Ser o dono da verdade.

Há uma enorme diferença entre ter uma opinião sobre um tema e determinar uma “verdade absoluta” sobre o mesmo. A capacidade de ser coerente somado ao excesso de informação acessível por um click, transforma muitas pessoas em verdadeiros mestres. Chegam até a prever o que acontecerá no futuro, mas ao contrário do Nicholas Negroponte citado acima, erram feio. E se acertam, é por pura obra do acaso.

Defender a verdade sobre um tema é difícil porque sempre há um contexto e fatores influenciadores, quanto mais determinar o futuro. Se há algo maravilhoso no que estamos vivendo atualmente é justamente a diversidade de informações e opiniões. A riqueza está em conseguir fluir em meio as várias faces de um mesmo tema e aprender por meio dessa experiência.

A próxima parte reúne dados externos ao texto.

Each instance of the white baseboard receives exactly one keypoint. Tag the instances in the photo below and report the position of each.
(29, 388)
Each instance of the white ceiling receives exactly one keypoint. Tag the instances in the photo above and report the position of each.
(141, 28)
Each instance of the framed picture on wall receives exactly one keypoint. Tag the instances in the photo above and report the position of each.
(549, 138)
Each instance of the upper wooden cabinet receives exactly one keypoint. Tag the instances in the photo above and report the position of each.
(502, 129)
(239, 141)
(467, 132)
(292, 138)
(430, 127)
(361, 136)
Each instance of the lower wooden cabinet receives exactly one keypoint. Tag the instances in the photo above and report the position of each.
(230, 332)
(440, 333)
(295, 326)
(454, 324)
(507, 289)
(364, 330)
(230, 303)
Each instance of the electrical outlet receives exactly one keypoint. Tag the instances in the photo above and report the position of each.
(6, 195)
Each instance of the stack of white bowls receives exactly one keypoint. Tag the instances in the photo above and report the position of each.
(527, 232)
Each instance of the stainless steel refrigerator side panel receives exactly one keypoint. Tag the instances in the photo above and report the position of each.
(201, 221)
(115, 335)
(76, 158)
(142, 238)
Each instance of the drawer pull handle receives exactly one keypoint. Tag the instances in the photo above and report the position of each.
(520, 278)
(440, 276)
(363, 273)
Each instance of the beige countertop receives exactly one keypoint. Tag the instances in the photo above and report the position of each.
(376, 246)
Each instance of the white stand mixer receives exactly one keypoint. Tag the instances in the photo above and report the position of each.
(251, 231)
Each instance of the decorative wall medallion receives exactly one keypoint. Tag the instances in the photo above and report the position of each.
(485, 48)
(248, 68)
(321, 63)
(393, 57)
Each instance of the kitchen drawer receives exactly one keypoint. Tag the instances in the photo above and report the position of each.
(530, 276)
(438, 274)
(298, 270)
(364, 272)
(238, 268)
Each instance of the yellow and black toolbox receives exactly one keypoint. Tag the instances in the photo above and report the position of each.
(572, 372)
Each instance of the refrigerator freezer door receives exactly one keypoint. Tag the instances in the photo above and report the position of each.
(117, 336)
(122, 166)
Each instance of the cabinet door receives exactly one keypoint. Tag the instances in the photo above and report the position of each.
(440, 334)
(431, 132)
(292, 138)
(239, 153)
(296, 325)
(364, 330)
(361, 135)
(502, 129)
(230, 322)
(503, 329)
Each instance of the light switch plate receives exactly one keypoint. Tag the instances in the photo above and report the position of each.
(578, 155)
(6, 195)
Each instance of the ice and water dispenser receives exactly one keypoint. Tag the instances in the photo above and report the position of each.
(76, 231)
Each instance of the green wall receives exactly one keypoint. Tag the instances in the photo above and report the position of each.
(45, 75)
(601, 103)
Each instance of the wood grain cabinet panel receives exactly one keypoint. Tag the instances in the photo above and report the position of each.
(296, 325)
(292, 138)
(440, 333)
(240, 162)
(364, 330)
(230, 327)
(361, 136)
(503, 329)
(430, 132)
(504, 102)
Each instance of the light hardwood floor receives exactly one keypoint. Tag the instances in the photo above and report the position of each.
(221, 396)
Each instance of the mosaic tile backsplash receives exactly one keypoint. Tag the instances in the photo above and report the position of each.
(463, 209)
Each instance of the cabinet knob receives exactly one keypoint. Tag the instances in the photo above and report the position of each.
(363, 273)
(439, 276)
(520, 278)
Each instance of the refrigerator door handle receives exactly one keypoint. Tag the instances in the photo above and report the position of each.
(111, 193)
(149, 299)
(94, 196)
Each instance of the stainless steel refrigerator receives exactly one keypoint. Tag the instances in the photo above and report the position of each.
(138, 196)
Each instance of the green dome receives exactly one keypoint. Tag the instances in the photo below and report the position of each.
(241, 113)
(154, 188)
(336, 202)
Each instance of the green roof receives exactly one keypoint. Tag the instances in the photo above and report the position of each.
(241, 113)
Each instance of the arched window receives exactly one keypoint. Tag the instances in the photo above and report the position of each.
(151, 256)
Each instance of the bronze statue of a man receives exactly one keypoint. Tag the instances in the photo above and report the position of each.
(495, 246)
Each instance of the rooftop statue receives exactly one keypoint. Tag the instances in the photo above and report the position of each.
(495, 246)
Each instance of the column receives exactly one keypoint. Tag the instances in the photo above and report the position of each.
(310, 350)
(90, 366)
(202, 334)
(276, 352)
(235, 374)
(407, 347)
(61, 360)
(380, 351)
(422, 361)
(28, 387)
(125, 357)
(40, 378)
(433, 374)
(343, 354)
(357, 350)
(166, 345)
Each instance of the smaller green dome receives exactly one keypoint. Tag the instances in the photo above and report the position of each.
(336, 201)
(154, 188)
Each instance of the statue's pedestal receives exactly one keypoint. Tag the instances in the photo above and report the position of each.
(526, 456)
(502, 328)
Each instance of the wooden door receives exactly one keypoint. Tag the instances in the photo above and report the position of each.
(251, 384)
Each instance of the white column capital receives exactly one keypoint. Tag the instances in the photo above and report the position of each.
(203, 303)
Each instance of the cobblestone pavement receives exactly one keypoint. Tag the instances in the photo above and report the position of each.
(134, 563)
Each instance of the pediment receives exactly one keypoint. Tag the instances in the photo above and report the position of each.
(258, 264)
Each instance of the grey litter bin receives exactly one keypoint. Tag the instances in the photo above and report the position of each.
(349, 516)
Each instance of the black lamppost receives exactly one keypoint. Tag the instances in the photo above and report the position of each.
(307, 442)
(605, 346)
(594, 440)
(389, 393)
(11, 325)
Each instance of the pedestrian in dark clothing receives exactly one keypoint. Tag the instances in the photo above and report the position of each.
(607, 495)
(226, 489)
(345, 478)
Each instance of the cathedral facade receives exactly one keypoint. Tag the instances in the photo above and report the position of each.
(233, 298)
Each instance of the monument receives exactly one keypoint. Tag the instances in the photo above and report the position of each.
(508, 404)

Se há uma coisa chata é estar ao lado de alguém que sabe muito de tudo. Cuidado em prever o futuro. Se até os especialistas erram, imagine eu e você. Vou compartilhar um exemplo citado no livro Organizações Exponenciais, pag.26, onde os autores relatam algumas previsões furadas de renomadas consultorias.

Uma dessas citações diz que “no início da década de 80, a McKinsey & Company aconselhou a AT&T a não entrar no negócio de telefonia móvel, prevendo que haveria menos de um milhão de telefones celulares em uso em 2000. Na verdade, em 2000, havia 100 milhões de telefones celulares. McKinsey não só errou 99% em previsão, como a recomendação também impossibilitou a AT&T de se engajar em uma das maiores oportunidades de negócios dos tempos modernos”. Cuidado! Nossas verdades, mesmo sendo coerentes, podem estar erradas. Pondere, contextualize tudo e lembre-se que texto fora do contexto é pretexto para heresia.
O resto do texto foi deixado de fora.